On garde de lui l’image d’un baroudeur s’embarrassant peu de dénouer la trame géopolitique des conflits dans lesquels il plonge corps et âme. Il s’attache à quelques personnages qui lui accordent leur confiance et qui le guident dans le quotidien des guerres.
Est-ce à dire que Kessel fut un écrivain sans engagement ? Non. Son premier grand reportage en Irlande, en 1920, sera l’occasion de défendre explicitement la cause des sinn-feiners. Il se montre ému par les récits de la guerre d’Indépendance, par la répression de l’insurrection de 1916. S’il n’interprète pas d’un point de vue politique, il n’en juge pas moins selon une perspective que l’on pourrait dire sentimentale. Kessel est un homme de sensation et de sympathie.
Lorsqu’il débarque à Haïfa en 1926, il se découvre tout aussi bouleversé par les enjeux religieux et politiques du sionisme que par le parfum des orangers en fleurs. La guerre est pour Kessel le romancier l’objet d’une curiosité profonde et insatiable. Elle est également, pour Kessel le journaliste, la matière première d’une industrie fructueuse. Une industrie de la presse sans commune mesure avec ce qu’elle est devenue, et au sein de laquelle la signature de Kessel vaut de l’or, et se recrute à ce prix. Certains des journaux auxquels il collabora se vendaient souvent à plus d’un million d’exemplaires… Kessel suit donc l’actualité au son du canon.
En octobre 1918 est formée une unité d’aviateurs volontaires pour la Sibérie. Kessel, sous-lieutenant d’à peine 20 ans, n’hésite pas. Il embarque à Brest, destination Vladivostok. Ce qu’il trouve là-bas n’est pas la guerre. La guerre, il la rate. Mais ce qu’il découvre, la folie d’un monde bouleversé par la révolution, une ville tenue par les Cosaques, l’apocalypse chaque nuit au cabaret L’Aquarium, une ancienne caserne renfermant six mille prostituées, un univers hystérique en constante accélération vers la désagrégation, Kessel nous le livre comme un récit de guerre.

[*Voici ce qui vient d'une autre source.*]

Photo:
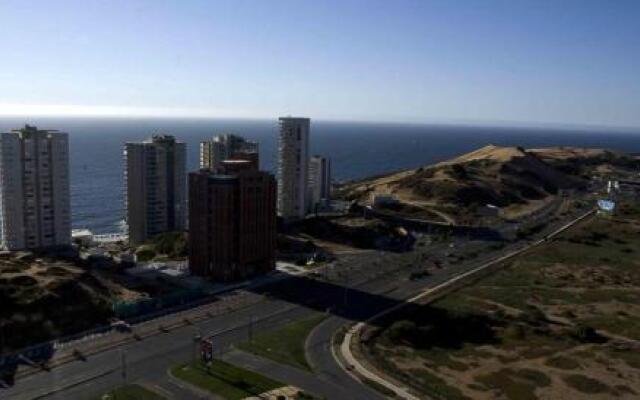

Cela s’intitule Les Temps sauvages (1975), et ce beau roman atteste que, pour l’auteur de L’Armée des ombres, la guerre est une catégorie à part entière du récit d’aventures. Cette édition propose un choix de textes ample et généreux. Peut-être eût-il mieux fallu y trouver Le Bataillon du ciel en place des Mains du miracle. Mais l’ensemble peut permettre de répondre à une question que se posa Camus au sujet des Camarades d’Erich Maria Remarque : “Une grande expérience vécue peut inspirer une œuvre forte. Elle ne crée pas pour cela un écrivain.” Dans le cas de Joseph Kessel, un écrivain est né de cette confrontation avec le monde.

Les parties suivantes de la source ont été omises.